13 May 2014
The macroeconomic end point of the Abbott government’s first budget is remarkably uninspiring, particularly given its own judgment that Australia is facing debt and deficit ‘crisis’.
In terms of repairing Australia’s finances, the budget is a small beer effort, especially for a first budget of a new government after a thumping election win eight months ago.
Compared with the estimates in the Mid Year Economic and Fiscal Outlook in December 2013, the cumulative reduction in the budget deficit is a paltry 1.1 per cent of GDP over the three years to 2016-17. This means that the budget is forecast to remain in deficit in 2017-18.
The government could have chosen to return to surplus before then had it hiked taxes a little more or held back on its rather generous spending commitments to select parts of the economy.
Quite remarkably, the budget also fails to arrest the rise in net government debt, which is forecast to be higher as a share of GDP in 2017-18 than it is today.
The budget shows that Mr Abbott leads a high-spending government. The level of government spending will average 24.9 per cent of GDP over the four years to 2017-18. This is an insignificant 0.1 per cent of GDP lower than the average spending of 25.0 per cent of GDP under the previous Labor government in the period from 2008-09 to 2012-13, a time which obviously included the massive fiscal stimulus measures undertaken as the global financial crisis loomed. In the last three years of Labor, government spending averaged 24.6 per cent of GDP. In the last year of the forward estimates, government spending will still be 24.8 per cent of GDP.
For the record, each 1 per cent of GDP is approximately $16.25 billion in 2014-15 dollars.
The Abbott government is planning to spend more than the average of the last three years of the Labor government in every year of the forward estimates. Mr Abbott’s fiscal effort is a far cry from the average spending to GDP ratio of 24.1 per cent under the Howard government.
There is also a massive contrast in the current outlook for government spending compared with the Howard government’s first budget in 1996. In the first four years of the Howard government, government spending fell by 2.4 per cent of GDP to 23.3 per cent. The Hawke government ‘banana republic’ spending cuts were staggering with government spending falling 4.4 per cent of GDP in the four years to 1989-90, when spending dipped to 22.9 per cent of GDP.
These were genuine spending cuts.
The ‘tough’ decisions in the Abbott government budget are obvious and will have a high impact on those effected, but they do little more than fund a raft of its pet spending projects. The paid parental leave scheme, defence, the Medical Research Future Fund, roads, airports and infrastructure are big ticket items that receive the bulk of the money saved from elsewhere in the budget.
This shows that the rhetoric of the budget crisis and need for fiscal repair was, and still is, without foundation.
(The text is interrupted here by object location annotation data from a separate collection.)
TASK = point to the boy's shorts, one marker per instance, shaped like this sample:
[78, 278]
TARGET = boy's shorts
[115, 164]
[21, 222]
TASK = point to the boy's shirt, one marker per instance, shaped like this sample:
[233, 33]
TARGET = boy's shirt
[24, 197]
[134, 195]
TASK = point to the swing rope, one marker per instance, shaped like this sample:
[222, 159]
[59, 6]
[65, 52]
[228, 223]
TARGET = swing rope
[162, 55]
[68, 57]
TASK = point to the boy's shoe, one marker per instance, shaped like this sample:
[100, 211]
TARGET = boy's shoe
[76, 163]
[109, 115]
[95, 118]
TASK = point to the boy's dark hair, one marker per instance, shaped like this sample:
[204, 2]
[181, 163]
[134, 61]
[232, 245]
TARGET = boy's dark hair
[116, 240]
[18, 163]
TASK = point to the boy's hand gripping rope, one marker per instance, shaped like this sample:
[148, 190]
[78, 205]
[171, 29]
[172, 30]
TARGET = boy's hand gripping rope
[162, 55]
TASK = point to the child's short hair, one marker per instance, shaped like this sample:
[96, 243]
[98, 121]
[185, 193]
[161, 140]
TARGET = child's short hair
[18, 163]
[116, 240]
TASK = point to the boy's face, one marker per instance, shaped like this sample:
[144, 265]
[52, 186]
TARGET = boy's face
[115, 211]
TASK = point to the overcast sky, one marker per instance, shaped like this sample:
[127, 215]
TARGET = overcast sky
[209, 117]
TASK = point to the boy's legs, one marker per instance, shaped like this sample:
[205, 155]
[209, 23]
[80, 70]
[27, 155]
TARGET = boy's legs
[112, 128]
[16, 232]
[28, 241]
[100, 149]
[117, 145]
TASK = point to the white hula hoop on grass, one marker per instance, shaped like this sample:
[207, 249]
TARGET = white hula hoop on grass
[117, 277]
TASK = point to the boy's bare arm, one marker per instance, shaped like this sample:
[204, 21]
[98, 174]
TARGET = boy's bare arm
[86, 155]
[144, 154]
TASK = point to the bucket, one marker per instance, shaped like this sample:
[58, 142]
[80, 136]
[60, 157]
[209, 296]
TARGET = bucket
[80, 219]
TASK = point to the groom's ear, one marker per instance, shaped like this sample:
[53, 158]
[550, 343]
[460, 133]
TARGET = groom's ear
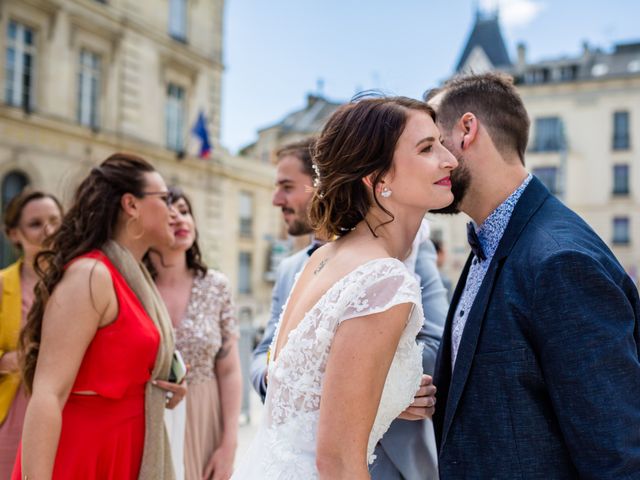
[468, 125]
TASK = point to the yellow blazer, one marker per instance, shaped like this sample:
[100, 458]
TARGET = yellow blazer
[10, 316]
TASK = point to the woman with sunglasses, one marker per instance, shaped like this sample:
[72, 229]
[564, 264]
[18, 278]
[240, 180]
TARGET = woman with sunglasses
[30, 217]
[98, 341]
[203, 316]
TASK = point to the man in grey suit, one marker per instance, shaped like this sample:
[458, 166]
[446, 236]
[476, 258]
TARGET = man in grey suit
[407, 450]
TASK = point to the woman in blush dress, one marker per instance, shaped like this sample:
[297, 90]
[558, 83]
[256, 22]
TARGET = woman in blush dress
[203, 315]
[30, 217]
[98, 342]
[344, 362]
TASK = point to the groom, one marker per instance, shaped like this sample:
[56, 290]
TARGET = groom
[406, 451]
[538, 374]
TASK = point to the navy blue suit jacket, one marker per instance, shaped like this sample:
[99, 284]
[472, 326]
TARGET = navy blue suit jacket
[547, 378]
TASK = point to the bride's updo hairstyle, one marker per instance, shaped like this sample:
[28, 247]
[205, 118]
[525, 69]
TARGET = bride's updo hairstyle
[358, 140]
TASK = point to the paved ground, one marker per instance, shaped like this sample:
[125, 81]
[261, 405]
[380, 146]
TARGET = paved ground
[249, 428]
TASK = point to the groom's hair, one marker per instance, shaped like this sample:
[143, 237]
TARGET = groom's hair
[302, 150]
[493, 98]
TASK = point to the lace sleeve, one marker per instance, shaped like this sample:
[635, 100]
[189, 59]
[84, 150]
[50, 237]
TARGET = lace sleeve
[386, 284]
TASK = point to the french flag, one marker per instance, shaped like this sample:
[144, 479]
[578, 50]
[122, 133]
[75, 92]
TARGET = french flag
[200, 130]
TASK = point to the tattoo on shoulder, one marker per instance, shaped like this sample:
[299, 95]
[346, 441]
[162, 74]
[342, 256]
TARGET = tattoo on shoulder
[320, 266]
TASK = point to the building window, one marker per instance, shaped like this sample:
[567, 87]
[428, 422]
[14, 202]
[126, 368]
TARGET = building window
[549, 135]
[246, 214]
[621, 130]
[20, 65]
[244, 273]
[549, 177]
[621, 179]
[621, 231]
[178, 19]
[88, 89]
[175, 113]
[12, 184]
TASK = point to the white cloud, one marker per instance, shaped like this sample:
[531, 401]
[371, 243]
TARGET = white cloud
[515, 13]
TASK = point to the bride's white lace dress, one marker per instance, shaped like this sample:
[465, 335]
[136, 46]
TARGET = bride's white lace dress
[285, 446]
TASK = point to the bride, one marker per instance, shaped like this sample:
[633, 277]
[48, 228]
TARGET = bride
[344, 361]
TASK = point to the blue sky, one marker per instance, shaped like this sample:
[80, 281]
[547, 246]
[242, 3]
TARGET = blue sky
[276, 51]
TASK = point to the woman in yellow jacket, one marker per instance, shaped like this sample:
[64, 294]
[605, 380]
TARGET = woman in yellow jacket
[29, 218]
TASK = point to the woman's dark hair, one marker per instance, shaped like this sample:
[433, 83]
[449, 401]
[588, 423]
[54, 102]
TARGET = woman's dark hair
[194, 255]
[15, 207]
[358, 140]
[88, 224]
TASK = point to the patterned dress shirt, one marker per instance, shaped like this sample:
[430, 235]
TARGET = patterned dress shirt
[490, 233]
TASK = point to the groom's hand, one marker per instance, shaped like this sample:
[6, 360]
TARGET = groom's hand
[424, 401]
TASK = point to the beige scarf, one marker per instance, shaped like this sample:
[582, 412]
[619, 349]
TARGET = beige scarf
[156, 457]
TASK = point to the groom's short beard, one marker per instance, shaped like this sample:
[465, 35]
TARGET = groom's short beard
[460, 180]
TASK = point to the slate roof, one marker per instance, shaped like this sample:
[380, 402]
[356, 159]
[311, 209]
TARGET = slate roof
[486, 34]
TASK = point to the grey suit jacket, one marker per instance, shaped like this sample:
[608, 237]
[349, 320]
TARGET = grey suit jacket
[404, 450]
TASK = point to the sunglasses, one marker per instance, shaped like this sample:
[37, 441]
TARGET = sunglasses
[167, 197]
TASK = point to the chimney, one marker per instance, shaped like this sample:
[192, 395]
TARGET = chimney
[522, 55]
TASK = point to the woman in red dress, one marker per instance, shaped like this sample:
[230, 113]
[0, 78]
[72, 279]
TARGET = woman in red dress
[97, 334]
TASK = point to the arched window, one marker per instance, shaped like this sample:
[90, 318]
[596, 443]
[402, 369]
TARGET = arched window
[12, 184]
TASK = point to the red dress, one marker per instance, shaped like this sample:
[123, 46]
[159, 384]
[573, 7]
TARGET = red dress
[102, 435]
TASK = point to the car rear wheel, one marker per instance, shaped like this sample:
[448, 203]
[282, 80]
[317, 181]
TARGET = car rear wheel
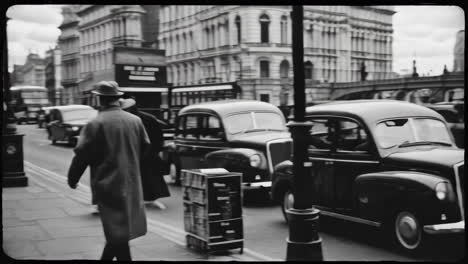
[287, 203]
[408, 231]
[175, 173]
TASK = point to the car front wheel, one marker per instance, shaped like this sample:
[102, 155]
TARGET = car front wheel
[175, 173]
[408, 231]
[287, 203]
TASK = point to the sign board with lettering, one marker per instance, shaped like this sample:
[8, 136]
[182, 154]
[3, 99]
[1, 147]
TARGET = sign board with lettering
[140, 75]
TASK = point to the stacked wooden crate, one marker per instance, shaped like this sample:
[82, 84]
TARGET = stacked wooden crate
[213, 209]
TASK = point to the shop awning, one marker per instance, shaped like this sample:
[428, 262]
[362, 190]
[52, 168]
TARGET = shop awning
[202, 88]
[143, 89]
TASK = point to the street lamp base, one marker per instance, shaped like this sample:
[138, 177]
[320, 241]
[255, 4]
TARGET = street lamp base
[12, 158]
[304, 243]
[16, 179]
[309, 251]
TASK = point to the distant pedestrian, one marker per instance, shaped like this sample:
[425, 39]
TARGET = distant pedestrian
[112, 145]
[154, 185]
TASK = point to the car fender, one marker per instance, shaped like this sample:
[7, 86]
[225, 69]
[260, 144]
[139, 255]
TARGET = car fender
[379, 195]
[282, 179]
[235, 157]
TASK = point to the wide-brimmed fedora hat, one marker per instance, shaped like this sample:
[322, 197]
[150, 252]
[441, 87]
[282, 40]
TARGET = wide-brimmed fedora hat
[107, 88]
[126, 103]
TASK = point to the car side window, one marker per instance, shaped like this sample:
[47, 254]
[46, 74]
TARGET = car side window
[191, 126]
[321, 134]
[179, 133]
[211, 128]
[351, 136]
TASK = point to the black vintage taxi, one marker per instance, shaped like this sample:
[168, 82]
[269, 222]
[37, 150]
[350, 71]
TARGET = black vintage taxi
[384, 163]
[454, 114]
[239, 135]
[66, 122]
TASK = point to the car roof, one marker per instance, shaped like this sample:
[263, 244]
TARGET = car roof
[372, 110]
[65, 108]
[226, 107]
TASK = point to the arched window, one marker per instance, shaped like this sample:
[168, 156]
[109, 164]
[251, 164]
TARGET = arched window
[264, 28]
[284, 30]
[264, 69]
[308, 70]
[284, 69]
[184, 44]
[238, 28]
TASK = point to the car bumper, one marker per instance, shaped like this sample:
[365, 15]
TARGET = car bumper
[256, 185]
[449, 228]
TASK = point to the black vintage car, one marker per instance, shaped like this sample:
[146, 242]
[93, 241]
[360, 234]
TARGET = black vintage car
[383, 163]
[454, 114]
[239, 135]
[66, 122]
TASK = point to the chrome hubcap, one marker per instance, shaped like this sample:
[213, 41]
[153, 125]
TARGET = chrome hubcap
[288, 200]
[172, 171]
[407, 230]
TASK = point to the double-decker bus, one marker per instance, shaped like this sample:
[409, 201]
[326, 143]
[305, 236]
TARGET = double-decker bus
[165, 102]
[26, 101]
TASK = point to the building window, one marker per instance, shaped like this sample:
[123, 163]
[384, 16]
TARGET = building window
[308, 70]
[238, 27]
[264, 69]
[264, 28]
[284, 30]
[284, 69]
[265, 98]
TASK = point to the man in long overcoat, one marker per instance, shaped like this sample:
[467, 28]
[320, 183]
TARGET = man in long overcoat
[154, 185]
[112, 145]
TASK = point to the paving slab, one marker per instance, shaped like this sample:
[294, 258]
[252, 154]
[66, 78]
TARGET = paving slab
[35, 189]
[48, 213]
[9, 204]
[70, 222]
[62, 246]
[15, 221]
[72, 256]
[43, 195]
[18, 196]
[46, 203]
[79, 210]
[21, 249]
[92, 231]
[30, 232]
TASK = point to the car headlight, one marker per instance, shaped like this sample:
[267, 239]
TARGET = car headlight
[441, 190]
[255, 160]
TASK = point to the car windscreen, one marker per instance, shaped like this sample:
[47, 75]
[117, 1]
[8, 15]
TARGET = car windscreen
[404, 132]
[254, 121]
[79, 115]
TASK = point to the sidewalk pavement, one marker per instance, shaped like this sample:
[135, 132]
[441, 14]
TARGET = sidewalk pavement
[43, 223]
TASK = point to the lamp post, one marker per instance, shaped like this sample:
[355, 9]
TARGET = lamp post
[303, 242]
[12, 148]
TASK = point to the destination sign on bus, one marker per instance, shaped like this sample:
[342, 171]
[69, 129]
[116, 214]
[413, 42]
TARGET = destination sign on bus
[138, 75]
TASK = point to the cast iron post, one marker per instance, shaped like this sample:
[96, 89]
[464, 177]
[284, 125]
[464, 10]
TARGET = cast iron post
[303, 242]
[12, 147]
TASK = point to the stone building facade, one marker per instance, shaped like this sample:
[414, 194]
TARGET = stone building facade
[53, 75]
[31, 73]
[92, 33]
[459, 52]
[252, 45]
[69, 43]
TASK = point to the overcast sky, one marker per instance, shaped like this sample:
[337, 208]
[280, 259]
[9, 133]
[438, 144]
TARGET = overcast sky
[426, 33]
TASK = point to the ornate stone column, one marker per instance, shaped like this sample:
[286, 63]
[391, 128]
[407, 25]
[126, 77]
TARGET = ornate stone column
[12, 147]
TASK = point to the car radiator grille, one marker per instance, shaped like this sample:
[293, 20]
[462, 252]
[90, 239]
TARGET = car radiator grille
[460, 173]
[279, 151]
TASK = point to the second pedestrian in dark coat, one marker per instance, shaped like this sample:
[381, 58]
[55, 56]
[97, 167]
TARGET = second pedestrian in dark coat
[112, 145]
[154, 185]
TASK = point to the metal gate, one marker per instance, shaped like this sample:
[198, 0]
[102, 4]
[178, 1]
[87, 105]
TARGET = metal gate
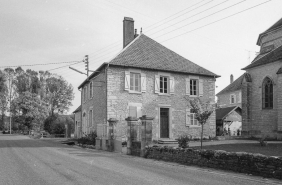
[135, 136]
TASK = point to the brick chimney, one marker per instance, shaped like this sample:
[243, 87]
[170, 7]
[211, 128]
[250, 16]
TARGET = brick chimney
[128, 31]
[231, 79]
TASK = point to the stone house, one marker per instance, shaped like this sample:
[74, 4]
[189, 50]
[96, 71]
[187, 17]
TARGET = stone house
[262, 87]
[146, 78]
[229, 113]
[77, 122]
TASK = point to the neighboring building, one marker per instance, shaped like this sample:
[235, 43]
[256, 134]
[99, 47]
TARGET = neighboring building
[231, 95]
[229, 121]
[146, 78]
[77, 122]
[228, 99]
[262, 87]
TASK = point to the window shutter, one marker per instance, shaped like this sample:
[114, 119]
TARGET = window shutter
[126, 80]
[171, 84]
[187, 86]
[188, 119]
[139, 112]
[157, 84]
[133, 111]
[201, 88]
[143, 82]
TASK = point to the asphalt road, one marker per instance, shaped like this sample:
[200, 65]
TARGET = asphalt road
[26, 161]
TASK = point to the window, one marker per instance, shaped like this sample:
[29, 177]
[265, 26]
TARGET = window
[193, 87]
[267, 93]
[135, 82]
[164, 84]
[91, 90]
[193, 119]
[232, 99]
[90, 118]
[84, 94]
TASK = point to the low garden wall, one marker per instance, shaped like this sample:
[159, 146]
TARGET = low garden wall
[255, 164]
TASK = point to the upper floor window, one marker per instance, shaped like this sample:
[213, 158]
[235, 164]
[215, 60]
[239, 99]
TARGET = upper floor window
[135, 82]
[164, 84]
[91, 90]
[232, 98]
[193, 119]
[267, 93]
[193, 87]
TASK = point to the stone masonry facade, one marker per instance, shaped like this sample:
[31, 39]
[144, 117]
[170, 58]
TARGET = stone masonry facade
[224, 99]
[118, 101]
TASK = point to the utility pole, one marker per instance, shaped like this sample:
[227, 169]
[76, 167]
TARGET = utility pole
[86, 64]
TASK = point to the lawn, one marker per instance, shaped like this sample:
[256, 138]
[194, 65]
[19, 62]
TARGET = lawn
[270, 150]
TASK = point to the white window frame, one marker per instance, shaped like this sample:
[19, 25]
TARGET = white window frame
[91, 89]
[133, 80]
[167, 85]
[232, 95]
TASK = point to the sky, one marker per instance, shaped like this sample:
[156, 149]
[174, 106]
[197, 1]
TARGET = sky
[219, 35]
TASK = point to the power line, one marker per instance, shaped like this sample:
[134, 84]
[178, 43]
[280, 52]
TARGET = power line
[37, 64]
[179, 16]
[217, 21]
[202, 18]
[195, 15]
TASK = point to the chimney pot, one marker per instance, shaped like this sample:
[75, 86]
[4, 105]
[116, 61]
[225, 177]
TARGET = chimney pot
[231, 79]
[128, 31]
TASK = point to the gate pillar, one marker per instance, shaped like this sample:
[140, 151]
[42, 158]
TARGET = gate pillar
[146, 133]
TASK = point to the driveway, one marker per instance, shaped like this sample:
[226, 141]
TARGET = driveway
[46, 161]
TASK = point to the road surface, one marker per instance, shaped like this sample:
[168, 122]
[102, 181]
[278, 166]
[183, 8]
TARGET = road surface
[25, 161]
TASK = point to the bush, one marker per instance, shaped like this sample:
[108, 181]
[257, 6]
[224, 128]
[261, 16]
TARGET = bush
[183, 141]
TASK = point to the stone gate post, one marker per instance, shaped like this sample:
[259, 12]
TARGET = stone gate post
[130, 121]
[112, 122]
[146, 133]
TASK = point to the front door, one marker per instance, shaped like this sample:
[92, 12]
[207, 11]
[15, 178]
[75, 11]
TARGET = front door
[164, 122]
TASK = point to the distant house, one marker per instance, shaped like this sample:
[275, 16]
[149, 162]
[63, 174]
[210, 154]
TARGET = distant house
[230, 102]
[262, 87]
[146, 78]
[229, 121]
[77, 122]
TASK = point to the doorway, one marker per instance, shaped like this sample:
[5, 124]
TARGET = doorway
[164, 122]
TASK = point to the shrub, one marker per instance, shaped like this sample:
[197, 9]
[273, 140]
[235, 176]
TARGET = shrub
[183, 141]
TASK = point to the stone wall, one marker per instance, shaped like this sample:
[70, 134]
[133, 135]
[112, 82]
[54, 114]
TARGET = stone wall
[223, 100]
[255, 164]
[118, 103]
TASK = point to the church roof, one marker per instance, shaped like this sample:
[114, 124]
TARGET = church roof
[235, 86]
[270, 57]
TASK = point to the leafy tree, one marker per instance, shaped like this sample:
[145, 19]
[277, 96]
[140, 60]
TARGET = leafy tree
[29, 110]
[3, 97]
[59, 94]
[202, 113]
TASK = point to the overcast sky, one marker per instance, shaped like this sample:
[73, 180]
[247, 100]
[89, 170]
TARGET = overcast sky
[211, 33]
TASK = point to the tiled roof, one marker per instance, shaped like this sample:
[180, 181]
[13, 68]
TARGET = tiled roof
[78, 109]
[272, 56]
[274, 26]
[235, 86]
[144, 52]
[221, 113]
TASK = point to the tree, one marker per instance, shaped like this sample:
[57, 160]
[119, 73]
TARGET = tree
[202, 113]
[3, 97]
[29, 110]
[59, 94]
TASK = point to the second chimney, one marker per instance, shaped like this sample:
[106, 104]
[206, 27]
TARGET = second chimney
[231, 79]
[128, 31]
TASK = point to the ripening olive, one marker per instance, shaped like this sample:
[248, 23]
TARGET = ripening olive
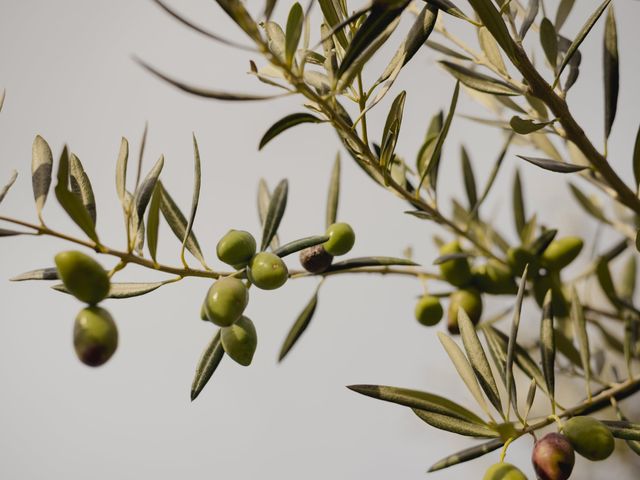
[236, 248]
[503, 471]
[553, 457]
[455, 271]
[470, 301]
[589, 437]
[315, 259]
[341, 239]
[561, 253]
[226, 300]
[428, 310]
[240, 340]
[82, 276]
[267, 271]
[494, 278]
[95, 336]
[551, 281]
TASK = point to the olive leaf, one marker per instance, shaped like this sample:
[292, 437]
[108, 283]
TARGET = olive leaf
[50, 273]
[9, 184]
[363, 262]
[455, 425]
[333, 195]
[70, 202]
[208, 363]
[41, 169]
[467, 454]
[274, 213]
[548, 347]
[294, 31]
[611, 71]
[582, 34]
[478, 359]
[553, 165]
[178, 224]
[81, 186]
[286, 123]
[300, 325]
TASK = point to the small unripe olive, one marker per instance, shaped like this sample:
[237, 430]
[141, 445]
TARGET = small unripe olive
[551, 281]
[315, 259]
[494, 278]
[428, 310]
[455, 271]
[470, 301]
[503, 471]
[589, 437]
[518, 258]
[267, 271]
[226, 300]
[95, 336]
[561, 252]
[240, 340]
[341, 239]
[82, 276]
[236, 248]
[553, 457]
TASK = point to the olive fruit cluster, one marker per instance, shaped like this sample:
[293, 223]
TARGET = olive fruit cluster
[553, 456]
[318, 258]
[95, 334]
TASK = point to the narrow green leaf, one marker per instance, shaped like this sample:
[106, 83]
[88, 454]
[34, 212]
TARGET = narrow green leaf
[584, 31]
[553, 165]
[464, 369]
[70, 202]
[416, 399]
[548, 347]
[41, 169]
[577, 317]
[294, 31]
[455, 425]
[467, 454]
[178, 223]
[363, 262]
[208, 363]
[81, 186]
[333, 197]
[300, 325]
[611, 71]
[286, 123]
[275, 212]
[478, 359]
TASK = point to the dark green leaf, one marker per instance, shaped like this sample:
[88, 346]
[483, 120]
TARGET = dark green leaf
[208, 363]
[553, 165]
[274, 214]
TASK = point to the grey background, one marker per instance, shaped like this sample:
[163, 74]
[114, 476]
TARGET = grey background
[69, 76]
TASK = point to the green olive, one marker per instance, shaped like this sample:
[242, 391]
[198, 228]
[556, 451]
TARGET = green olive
[83, 276]
[341, 239]
[553, 457]
[240, 340]
[267, 271]
[455, 271]
[494, 278]
[315, 259]
[503, 471]
[236, 248]
[561, 252]
[95, 336]
[428, 310]
[226, 300]
[589, 437]
[470, 301]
A truly tough budget would have made the tax hikes greater and the spending cuts would have been made without spending offsets elsewhere. The spending cuts would have been broader.
Now to the tax and revenue side.
The budget does confirm that tax and other government revenue will be the driver of smaller deficits.
The budget shows that the tax-to-GDP ratio will rise from 21.4 per cent in 2012-13 to 23.2 per cent in 2017-18. This is a tax take that no Labor government has ever bettered in the 45 years back to 1970-71.
The end point is that this is a budget where the government has squibbed on the decisions needed to return to surplus in a timely fashion.
There have been some tough and inevitably unpopular policy decisions, but they should have yielded a more favourable return to the budget bottom line. Alas, the government has seen fit to use the money saved from these tough policy decisions to pump into other parts of the economy and it has relied on a higher tax take to make a few baby steps along the way to an eventual surplus.
In terms of fiscal consolidation, the first Abbott budget is a very small down payment.